As the cathodes of this magma started becoming more distinct the Lower Square appeared silently; tents to sleep in, an infirmary, a translation center, a radio station, a public broadcast system. It invited activists, academics, old and new politicians, to make presentations. The audience sat on the flagstones in neat rows, with corridors left for people to move. They listened to the analyses, spoke by lot, and seemed frightened by the acknowledged onslaught on the collective gains made over the last one hundred years. The question posited was the same from different angles: What happens if elections are called tomorrow, what is the democratic response to such a gesture? As pragmatic as this question appeared to be it was clear that it foiled the real question: Is self-governance possible and if it is, how so? Is self-authorization a pragmatic possibility and what political labor can produce it?

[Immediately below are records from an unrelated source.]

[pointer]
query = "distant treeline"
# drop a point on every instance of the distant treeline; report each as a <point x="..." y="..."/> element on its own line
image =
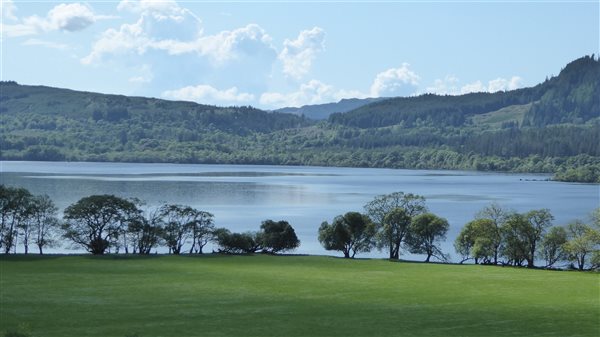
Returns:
<point x="393" y="222"/>
<point x="553" y="127"/>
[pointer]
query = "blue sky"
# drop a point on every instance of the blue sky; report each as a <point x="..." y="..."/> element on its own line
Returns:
<point x="273" y="54"/>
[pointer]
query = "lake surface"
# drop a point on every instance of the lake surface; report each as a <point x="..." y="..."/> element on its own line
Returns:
<point x="241" y="196"/>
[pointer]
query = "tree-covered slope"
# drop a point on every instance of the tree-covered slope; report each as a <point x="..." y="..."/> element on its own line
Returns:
<point x="46" y="104"/>
<point x="571" y="97"/>
<point x="323" y="111"/>
<point x="551" y="127"/>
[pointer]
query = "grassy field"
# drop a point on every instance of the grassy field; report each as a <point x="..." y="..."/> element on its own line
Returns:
<point x="289" y="296"/>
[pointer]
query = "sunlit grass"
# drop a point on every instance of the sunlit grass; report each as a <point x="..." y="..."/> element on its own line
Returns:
<point x="290" y="296"/>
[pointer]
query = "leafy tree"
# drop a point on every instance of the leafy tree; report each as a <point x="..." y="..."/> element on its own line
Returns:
<point x="350" y="233"/>
<point x="178" y="224"/>
<point x="395" y="228"/>
<point x="582" y="242"/>
<point x="145" y="233"/>
<point x="278" y="236"/>
<point x="45" y="222"/>
<point x="539" y="221"/>
<point x="202" y="231"/>
<point x="94" y="221"/>
<point x="237" y="243"/>
<point x="426" y="231"/>
<point x="476" y="241"/>
<point x="15" y="204"/>
<point x="498" y="215"/>
<point x="552" y="246"/>
<point x="515" y="247"/>
<point x="392" y="232"/>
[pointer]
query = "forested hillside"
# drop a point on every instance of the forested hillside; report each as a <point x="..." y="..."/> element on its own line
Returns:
<point x="323" y="111"/>
<point x="551" y="127"/>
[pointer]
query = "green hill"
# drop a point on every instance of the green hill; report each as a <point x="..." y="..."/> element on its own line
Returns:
<point x="63" y="296"/>
<point x="571" y="97"/>
<point x="551" y="127"/>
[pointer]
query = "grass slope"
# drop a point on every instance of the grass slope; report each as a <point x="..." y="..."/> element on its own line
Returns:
<point x="290" y="296"/>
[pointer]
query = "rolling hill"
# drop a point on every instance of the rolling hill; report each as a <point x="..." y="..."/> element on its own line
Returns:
<point x="551" y="127"/>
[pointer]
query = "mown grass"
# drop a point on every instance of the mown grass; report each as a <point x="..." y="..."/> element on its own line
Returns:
<point x="290" y="296"/>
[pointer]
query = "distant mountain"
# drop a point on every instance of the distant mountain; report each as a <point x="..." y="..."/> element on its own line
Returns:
<point x="322" y="111"/>
<point x="551" y="127"/>
<point x="571" y="97"/>
<point x="41" y="102"/>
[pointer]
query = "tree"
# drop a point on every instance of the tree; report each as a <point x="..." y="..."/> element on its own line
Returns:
<point x="45" y="222"/>
<point x="538" y="221"/>
<point x="476" y="241"/>
<point x="178" y="223"/>
<point x="425" y="233"/>
<point x="392" y="232"/>
<point x="552" y="244"/>
<point x="15" y="204"/>
<point x="350" y="233"/>
<point x="94" y="221"/>
<point x="145" y="233"/>
<point x="583" y="240"/>
<point x="395" y="228"/>
<point x="498" y="216"/>
<point x="202" y="231"/>
<point x="278" y="236"/>
<point x="237" y="243"/>
<point x="515" y="245"/>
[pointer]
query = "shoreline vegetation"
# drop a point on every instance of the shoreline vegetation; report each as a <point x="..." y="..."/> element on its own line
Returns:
<point x="271" y="295"/>
<point x="391" y="223"/>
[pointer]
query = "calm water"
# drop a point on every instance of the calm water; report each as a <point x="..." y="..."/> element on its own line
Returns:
<point x="241" y="196"/>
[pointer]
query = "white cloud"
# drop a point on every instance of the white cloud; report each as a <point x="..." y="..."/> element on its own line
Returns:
<point x="450" y="85"/>
<point x="47" y="44"/>
<point x="298" y="55"/>
<point x="476" y="86"/>
<point x="395" y="82"/>
<point x="207" y="94"/>
<point x="66" y="17"/>
<point x="159" y="10"/>
<point x="312" y="92"/>
<point x="224" y="46"/>
<point x="129" y="37"/>
<point x="8" y="9"/>
<point x="219" y="48"/>
<point x="502" y="84"/>
<point x="144" y="75"/>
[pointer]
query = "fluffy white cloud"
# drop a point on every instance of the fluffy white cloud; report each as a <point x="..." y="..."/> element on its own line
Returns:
<point x="206" y="94"/>
<point x="128" y="37"/>
<point x="219" y="48"/>
<point x="502" y="84"/>
<point x="298" y="55"/>
<point x="395" y="82"/>
<point x="8" y="9"/>
<point x="47" y="44"/>
<point x="160" y="10"/>
<point x="144" y="75"/>
<point x="66" y="17"/>
<point x="224" y="46"/>
<point x="69" y="17"/>
<point x="450" y="85"/>
<point x="312" y="92"/>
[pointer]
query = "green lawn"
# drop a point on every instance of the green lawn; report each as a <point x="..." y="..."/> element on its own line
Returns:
<point x="290" y="296"/>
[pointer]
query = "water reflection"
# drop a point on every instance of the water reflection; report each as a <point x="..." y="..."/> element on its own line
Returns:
<point x="242" y="196"/>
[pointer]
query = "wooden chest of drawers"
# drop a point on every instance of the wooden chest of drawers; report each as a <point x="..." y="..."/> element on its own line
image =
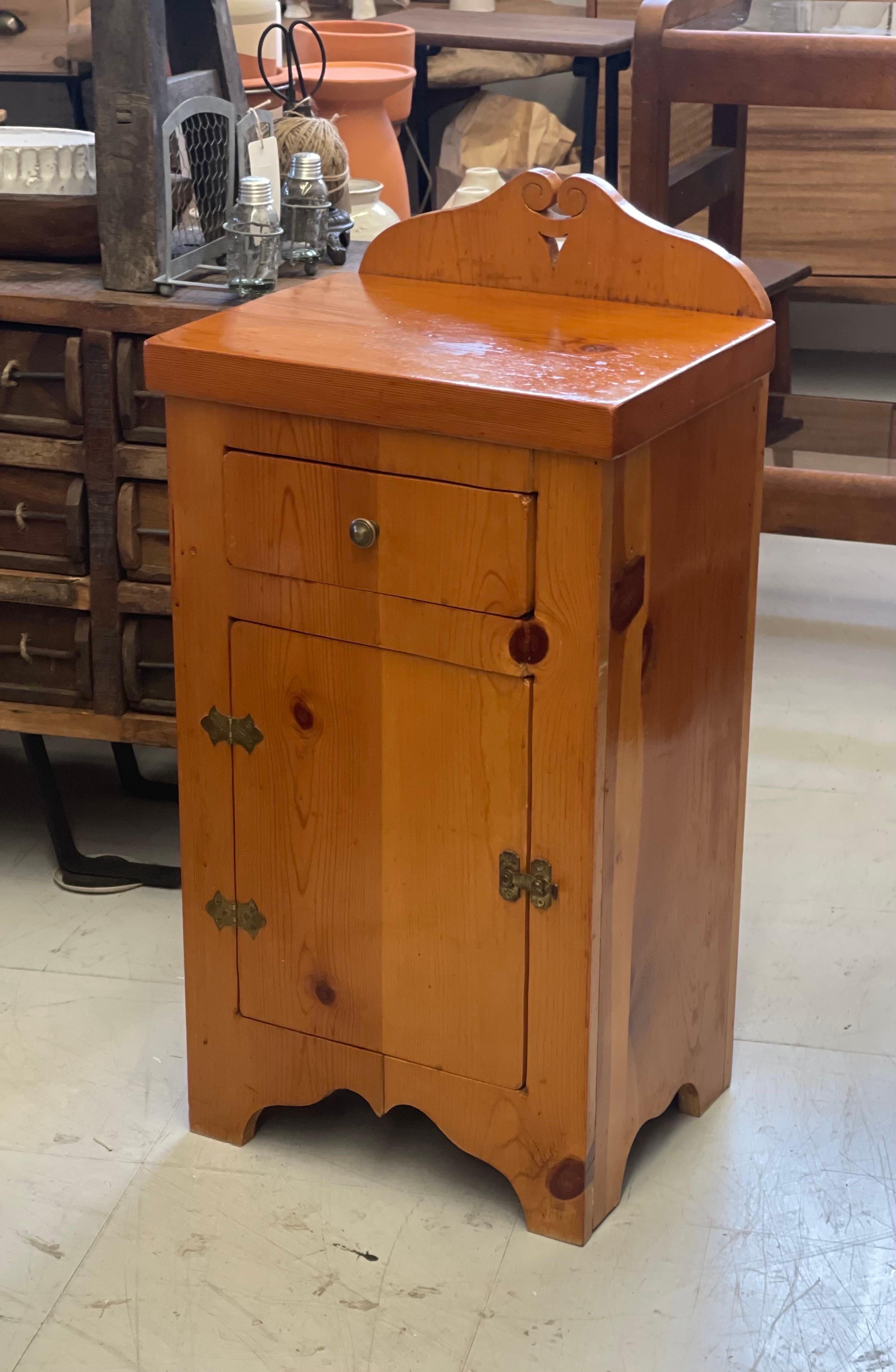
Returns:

Young people who had never before bothered themselves with politics -- either in its ancient Greek sense of caring for commons (common spaces, common governance, common jurisdiction, common rights, common responsibilities) or in the modern sense of partisanship -- produced (again) the emergence of a polis. They set up councils in their neighborhoods, common vegetable gardens, literacy programs for the immigrants, an urban kula ring of exchange. As it became clearer that the objective of the lenders was not to save “Greece” (that real place of actual people who have engaged in and produced no more corruption, complicity of the government with industry, legal loopholes, or “easy money” than other places in the “West”) but rather to save the banks and destroy the social welfare state (the Social State) that has been gained over the past one hundred years and which is at the heart of Adam Smith’s and Keynes’s formulation of the capitalist state, these youths became engaged political subjects. Maintaining their December 2008 rage against the politico-economic machine that seeks to produce flexible workers, with no rights, no roots, and no loyalty (what Marx has called “the alienated worker”), they refused to participate in what they saw as the charade of accountability, as the performance of responsibility. They demanded that the country start anew. Suspicious of all political parties and formations they asked for direct democracy, found representation not only inadequate but deeply counter-democratic, and started demanding that humanism be placed in the center of action. Echoing Brecht, they rejected the moralism coming from the European Union; “bread first, morality later” they seemed to be saying. When the police struck twice beating, arresting, and destroying the tents, and August rolled in, dismantling the “Square,” it was easy to think that “the movement” (to kinima) was over, that it was just a folly of the young and a nostalgia of the old. But September proved everyone wrong. Along with Occupy Wall Street—written the same, performed differently—and new assaults on the social state, the voice of the young is deafening, demanding the obvious: a future that is not already mortgaged, a planet that will be livable for their children, the dignity of having a job that is equal to their qualifications, a justice that will be universal and not individual.

When I asked my teenage son what he thought of Occupy Wall Street during the second week of its movement he noted the absence of loudspeakers and the presence of the human microphone. Comparing it to the Lower Square in Athens he said, “Athens was so much more organized.” Curious, right?